Even then they’d generally have to meet you first, although they might have their mind already made up.
I don’t want to be guilty of exaggerating the risks and dangers here. (A bit of unnecessary painting of lilies that would be!)
Would you suggest this way of coping to someone with diabetes? a brain tumor? Parkinson’s Disease?
letkatt, I believe that your suggestions come for your compassion and your experiences. I am familiar with affirmations and there may be much to be said for them. Learning to stop the negative self-talk has also been helpful in coping with ups and downs in general. I believe in positive thinking and in working on my attitudes.
But in my situation we are talking about a commonly terminal illness. Sometimes I am not even “present” in any mental way. We (my husband, my psychiatrist, and I) refer to it as “going away.” That’s sometimes what I do when I am having a bout of major depression. (Most of the time I have chronic, low grade depression that allows me to have more contol.)
During major depression, I don’t “feel” much of anything. Just numbness.

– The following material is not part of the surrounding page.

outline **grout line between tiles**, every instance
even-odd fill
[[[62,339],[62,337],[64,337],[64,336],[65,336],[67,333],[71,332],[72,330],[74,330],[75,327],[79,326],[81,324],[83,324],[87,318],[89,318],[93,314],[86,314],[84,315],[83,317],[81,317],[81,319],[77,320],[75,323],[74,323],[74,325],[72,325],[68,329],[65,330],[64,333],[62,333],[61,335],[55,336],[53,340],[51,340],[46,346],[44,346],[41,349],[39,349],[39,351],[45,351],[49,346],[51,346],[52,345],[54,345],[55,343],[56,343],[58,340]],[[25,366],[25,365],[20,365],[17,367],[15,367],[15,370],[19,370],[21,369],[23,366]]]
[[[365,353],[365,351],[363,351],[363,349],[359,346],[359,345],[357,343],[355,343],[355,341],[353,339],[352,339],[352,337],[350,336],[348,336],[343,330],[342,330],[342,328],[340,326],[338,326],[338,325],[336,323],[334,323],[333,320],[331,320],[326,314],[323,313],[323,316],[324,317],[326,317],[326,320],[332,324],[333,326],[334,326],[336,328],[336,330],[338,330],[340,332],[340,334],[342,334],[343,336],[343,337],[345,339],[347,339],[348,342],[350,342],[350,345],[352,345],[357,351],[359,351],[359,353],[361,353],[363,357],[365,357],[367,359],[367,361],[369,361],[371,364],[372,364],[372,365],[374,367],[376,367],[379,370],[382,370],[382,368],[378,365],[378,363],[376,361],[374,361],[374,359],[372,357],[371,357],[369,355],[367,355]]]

Many of us who have the illness known as “depression” hope that some day people will stop telling us to cheer up and actually read about what depression really is.
I wish they would change the name so that people don’t just think we are just down in the dumps or depressed about something.
AHunter3, I understand better now where you are coming from. Both of us would like to destigmatize our situations. We seem to come at it from opposing directions, but at least I hear what you are saying now.
Hospitalization has been a positive experience for me except in the 1960’s. I am grateful that they take away those things with which I might hurt myself. I can just “be” for a while until I am able to actually think. And other patients are so kind and funny to talk with. But I can understand how it is not a good situation for those who are getting poor care or who do not want help.
BTW, I have not had to be hospitalized since June of 1995. I have terrific support and understanding from my husband. Short monthly sessions with a psychiatrist and medications have been a God-send.